建築物輪郭集中撤去特別行動展開に関する通知

 都市の管理を強化し、都市の質を高め、視覚的に明瞭な都市の輪郭を作り、国際的に一流で、調和が取れて住みやすい都を建設するため、中国の各種法令の要求に基づき、2017年第4四半期から我が市は建築物輪郭集中撤去特別行動を開始するので、ここに以下の通り通告する。

【1】この通告の公布日を起点として、『北京市看板標識設置管理規範』の要求に合致しない建築物の屋上や壁面にある広告看板は全面的に撤去する。すなわち、建築物屋上の高さを超えたり、壁面の縁(へり)からはみだしている戸外広告や看板標識、建築物壁面に垂直に置かれた戸外広告や看板標識、建築物の壁面に張り付けられた違法な戸外広告、一つの壁面に張り付けられた多数の戸外広告、外地が設置した看板標識、“店内店(店の中の店)”が建築物の壁面に設置した看板標識、その他規則の要求に違反した看板標識。

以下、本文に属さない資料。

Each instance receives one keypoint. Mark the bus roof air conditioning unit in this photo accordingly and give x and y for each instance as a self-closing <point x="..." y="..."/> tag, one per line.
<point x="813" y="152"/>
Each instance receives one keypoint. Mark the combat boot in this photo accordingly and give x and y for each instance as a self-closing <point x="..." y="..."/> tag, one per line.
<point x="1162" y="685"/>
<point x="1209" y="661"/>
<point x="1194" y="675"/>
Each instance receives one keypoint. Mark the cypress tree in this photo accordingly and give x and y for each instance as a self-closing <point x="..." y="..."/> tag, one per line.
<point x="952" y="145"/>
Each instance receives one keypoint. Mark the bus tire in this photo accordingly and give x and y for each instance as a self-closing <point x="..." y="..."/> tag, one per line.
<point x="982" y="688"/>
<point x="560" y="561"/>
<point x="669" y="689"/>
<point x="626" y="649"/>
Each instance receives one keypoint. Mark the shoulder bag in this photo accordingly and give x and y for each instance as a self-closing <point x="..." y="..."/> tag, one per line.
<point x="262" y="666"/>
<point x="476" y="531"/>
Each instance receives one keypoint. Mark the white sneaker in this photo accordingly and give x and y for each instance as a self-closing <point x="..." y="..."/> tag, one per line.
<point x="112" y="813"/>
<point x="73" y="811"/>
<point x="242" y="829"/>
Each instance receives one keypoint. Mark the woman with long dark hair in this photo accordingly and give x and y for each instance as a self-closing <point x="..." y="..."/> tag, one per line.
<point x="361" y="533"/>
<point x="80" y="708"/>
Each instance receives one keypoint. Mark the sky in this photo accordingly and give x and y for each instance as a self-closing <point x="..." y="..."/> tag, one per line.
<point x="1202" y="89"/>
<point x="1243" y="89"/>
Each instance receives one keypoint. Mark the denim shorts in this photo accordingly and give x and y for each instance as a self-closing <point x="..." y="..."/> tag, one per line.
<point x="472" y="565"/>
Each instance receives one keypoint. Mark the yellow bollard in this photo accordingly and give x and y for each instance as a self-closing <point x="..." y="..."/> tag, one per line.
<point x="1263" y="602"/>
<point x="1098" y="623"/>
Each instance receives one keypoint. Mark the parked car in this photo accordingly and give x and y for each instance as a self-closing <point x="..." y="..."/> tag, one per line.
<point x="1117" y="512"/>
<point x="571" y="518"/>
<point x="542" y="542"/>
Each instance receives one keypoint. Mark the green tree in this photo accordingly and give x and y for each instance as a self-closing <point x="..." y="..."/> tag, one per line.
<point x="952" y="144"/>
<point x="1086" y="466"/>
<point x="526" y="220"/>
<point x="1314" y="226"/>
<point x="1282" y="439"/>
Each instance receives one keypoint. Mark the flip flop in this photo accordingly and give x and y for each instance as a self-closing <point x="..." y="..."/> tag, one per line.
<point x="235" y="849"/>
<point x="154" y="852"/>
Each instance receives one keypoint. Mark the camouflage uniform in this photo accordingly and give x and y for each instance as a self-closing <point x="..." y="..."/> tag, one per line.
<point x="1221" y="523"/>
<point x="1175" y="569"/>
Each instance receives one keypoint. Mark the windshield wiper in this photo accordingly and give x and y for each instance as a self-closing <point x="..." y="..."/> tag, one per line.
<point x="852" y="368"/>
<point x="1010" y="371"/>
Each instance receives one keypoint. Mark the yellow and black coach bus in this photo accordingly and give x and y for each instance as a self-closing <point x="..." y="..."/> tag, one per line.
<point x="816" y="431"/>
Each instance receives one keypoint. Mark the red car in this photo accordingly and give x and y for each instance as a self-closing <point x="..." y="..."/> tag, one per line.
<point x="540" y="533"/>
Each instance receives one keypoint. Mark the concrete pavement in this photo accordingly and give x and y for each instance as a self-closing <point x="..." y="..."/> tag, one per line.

【2】この通告の公布日を起点として、全ての新設される看板標識は『北京市看板標識設置管理規則』の要求に合致しなければならない。撤去後新たな看板標識を設置する確たる必要性があるならば、財産権を持つ組織は関係部門に申請し、審査を経た上で実施することができる。重要な大通り、重要な地区は北京市や区の特別行動連絡会議の連合審査と専門家の審査を経た上で実施が可能になる。

【3】各レベルの党・政府機関、事業組織、北京駐留の軍部隊、北京駐在機構、国有企業は率先して自ら撤去し、もしも撤去能力がない場合は、所在する区の都市管理部門に申請して援助を受けることが出来る。およそ管轄区が規定した時間内に自力撤去できない場合は、各区の組織が連合して撤去を執行し、撤去費用は建築物の財産権を持つ組織の負担とし、法令に違反している場合は、企業および個人の信用システムに記録する。

【4】撤去過程で、屋上にその他の違反建築や規定違反の残存設置物があれば同時に撤去し、市外観の整然性を保証しなければならない。

【5】公安部門は、暴力による公務執行妨害、強迫や威嚇、攻撃や報復などを行う暴⼒団員や悪党に対して、法に則り厳重な処罰を行う。紀律検査・監察部門は高級幹部からの声掛けや“保護傘(後ろ盾)”となるなどの紀律・規則違反の行為に対しては法に基づき厳しく処罰する。

【6】いかなる組織も個人も『北京市看板標識設置管理規則』の要求に違反した建築物の屋上や壁面上の広告看板を訴える、あるいは告発する権利を有する(都市管理局ホットライン:96310、首都環境建設委員会ホットライン:12319)。